Spontaneous mutations that occur between genes are as important in autism as those within genes, a new study suggests1.
The study, published today in Nature Genetics, is the first to look at the impact of these ‘noncoding’ mutations across the whole genomes of autistic people.
Many teams over the past three years have sequenced the DNA of autistic people both within and between genes. Yet sorting through the hundreds of thousands of mutations between genes had seemed nearly impossible because researchers know so little about these genetic segments.
The new study overcomes this challenge by using a machine-learning approach. The researchers created an algorithm that predicts whether a particular noncoding mutation alters any gene’s expression. It assigns each mutation a score based on how likely it is to do so — and to be harmful.
“The unique approach here is that instead of just counting mutations, we’re using the deep-learning-based frameworks to look at their regulatory impacts,” says co-lead author Olga Troyanskaya, professor of integrative genomics at Princeton University in New Jersey. “All mutations are not created equal, and all effects are not created equal.” (Troyanskaya also holds a position at the Simons Foundation, Spectrum’s parent organization.)
A strength of the study is that it looks at spontaneous mutations across the entire genome, experts say.
Previous efforts to analyze noncoding mutations focused on certain regions, often those closest to genes, notes Xin He, assistant professor of genetics at the University of Chicago, who was not involved in the study.
“Here, just genome-wide, you see a clear signal,” He says. “That’s a very impressive result.”
Troyanskaya’s team and her colleagues analyzed 7,097 whole genomes from 1,790 families that have one child with autism but unaffected parents and at least one unaffected sibling. They found tens of thousands of spontaneous mutations in the autistic children, but about the same in the unaffected siblings. The algorithm they created predicts the likelihood that a mutation disrupts a genomic region that controls gene expression.

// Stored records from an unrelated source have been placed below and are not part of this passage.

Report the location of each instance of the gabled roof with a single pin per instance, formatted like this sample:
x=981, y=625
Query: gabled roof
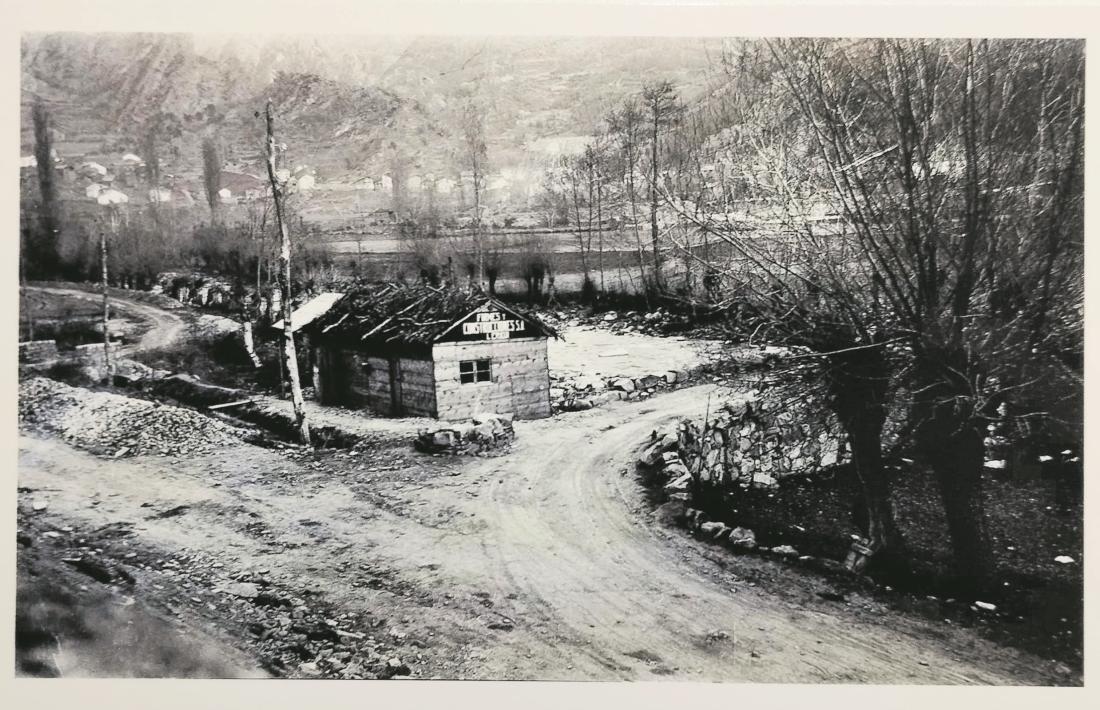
x=391, y=314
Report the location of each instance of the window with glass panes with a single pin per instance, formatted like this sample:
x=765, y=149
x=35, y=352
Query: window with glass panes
x=471, y=371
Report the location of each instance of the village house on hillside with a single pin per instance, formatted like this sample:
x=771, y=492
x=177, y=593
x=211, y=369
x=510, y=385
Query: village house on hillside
x=435, y=352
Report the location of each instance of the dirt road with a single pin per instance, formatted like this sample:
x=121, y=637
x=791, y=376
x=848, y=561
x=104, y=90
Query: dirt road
x=541, y=564
x=165, y=327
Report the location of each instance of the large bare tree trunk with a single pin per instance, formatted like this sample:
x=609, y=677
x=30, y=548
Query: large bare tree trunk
x=107, y=307
x=284, y=273
x=859, y=383
x=250, y=346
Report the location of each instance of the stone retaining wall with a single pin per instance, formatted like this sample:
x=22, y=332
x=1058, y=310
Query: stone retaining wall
x=752, y=441
x=37, y=350
x=585, y=392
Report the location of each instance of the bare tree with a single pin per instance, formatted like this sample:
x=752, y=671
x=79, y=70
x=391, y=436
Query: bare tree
x=475, y=157
x=923, y=189
x=662, y=111
x=211, y=175
x=626, y=126
x=290, y=357
x=44, y=254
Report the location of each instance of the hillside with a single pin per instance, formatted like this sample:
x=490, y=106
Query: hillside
x=345, y=106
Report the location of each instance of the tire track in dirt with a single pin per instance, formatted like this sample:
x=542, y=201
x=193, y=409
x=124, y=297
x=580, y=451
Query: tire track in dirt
x=166, y=326
x=571, y=534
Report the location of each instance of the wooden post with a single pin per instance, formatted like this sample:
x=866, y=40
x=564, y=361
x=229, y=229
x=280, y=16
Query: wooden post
x=107, y=306
x=284, y=273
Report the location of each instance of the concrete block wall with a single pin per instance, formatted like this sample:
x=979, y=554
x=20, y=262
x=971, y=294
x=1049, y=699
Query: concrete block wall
x=520, y=383
x=37, y=350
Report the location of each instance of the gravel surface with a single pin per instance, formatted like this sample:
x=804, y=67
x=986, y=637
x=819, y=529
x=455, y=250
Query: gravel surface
x=117, y=426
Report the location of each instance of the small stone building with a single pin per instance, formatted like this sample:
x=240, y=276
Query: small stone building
x=424, y=351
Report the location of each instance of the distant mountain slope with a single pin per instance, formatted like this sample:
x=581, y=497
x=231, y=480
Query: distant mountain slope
x=345, y=106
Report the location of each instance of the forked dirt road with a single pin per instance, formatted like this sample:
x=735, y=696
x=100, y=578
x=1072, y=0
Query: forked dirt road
x=165, y=327
x=542, y=564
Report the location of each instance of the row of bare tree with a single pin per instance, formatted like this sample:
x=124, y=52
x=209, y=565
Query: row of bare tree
x=912, y=213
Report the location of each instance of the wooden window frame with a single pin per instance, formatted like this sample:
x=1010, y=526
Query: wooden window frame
x=475, y=371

The team then searched the Human Gene Mutation Database to check whether any of the mutations have known links to a medical condition or tend to appear in controls. They pulled together all of this information to generate an impact score for each mutation.

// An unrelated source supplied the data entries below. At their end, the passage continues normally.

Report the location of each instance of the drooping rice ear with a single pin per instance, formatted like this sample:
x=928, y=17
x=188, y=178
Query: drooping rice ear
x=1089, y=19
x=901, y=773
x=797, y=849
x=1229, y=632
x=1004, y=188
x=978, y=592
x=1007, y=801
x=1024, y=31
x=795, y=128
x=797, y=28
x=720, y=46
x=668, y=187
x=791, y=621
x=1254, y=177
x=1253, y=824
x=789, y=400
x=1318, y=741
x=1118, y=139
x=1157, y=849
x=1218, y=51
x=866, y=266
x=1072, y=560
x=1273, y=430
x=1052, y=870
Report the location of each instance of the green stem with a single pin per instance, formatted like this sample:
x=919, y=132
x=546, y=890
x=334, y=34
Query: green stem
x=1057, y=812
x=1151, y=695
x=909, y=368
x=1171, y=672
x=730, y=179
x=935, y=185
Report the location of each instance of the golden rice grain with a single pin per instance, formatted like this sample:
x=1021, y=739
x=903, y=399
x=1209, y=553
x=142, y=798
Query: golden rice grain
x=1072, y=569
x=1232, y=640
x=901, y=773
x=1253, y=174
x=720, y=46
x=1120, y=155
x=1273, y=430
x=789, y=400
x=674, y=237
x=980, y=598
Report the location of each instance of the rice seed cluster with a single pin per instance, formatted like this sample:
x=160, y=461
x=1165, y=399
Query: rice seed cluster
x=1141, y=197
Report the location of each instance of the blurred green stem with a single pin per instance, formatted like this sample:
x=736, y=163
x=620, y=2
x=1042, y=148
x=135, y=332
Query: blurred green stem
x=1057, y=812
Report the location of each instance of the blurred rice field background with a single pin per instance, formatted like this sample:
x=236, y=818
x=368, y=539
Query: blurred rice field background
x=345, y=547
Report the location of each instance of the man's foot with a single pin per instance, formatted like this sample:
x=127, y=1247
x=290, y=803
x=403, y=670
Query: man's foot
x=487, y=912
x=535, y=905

Noncoding mutations in children with autism have greater impact scores, on average, than those in their unaffected siblings, the researchers found.
Overall, the analysis suggests, such mutations account for autism in 4.3 percent of children with the condition; by comparison, harmful mutations within genes account for 5.4 percent.
The team also assessed the mutations’ effect on messenger RNA (mRNA), the intermediary between gene and protein. In autistic children, they found, mutations that disrupt mRNA have a greater impact than those that affect DNA.
“This is an interesting thing to follow up,” says Lucia Peixoto, assistant professor of biomedical sciences at Washington State University Spokane, who was not involved in the study. “I don’t think a lot of people in autism are actually looking at RNA processing as an important pathway.”
The genes closest to the high-impact noncoding mutations in autistic children tend to be expressed in brain tissue, the researchers found.
“It’s nice to see multiple lines of evidence support this idea that one way to get autism and other neurodevelopmental disorders is by affecting the noncoding regulatory elements in the developing brain,” says Jeffrey Barrett, chief scientific officer of Genomics plc, a biotechnology company based in Oxford, England, who was not involved with the study.
Neighboring genes also tend to be involved in processes altered in autism, such as neuronal signaling or gene regulation — the same pathways that coding mutations disrupt.
The team also assessed the effects of high-impact mutations on gene expression in cultured cells. In most cases, they found, the mutations seem to alter the expression of a gene.
The algorithm, called DeepSEA, is available online. Troyanskaya and her colleagues are applying their method to the whole genomes of individuals with other conditions, such as congenital heart disease.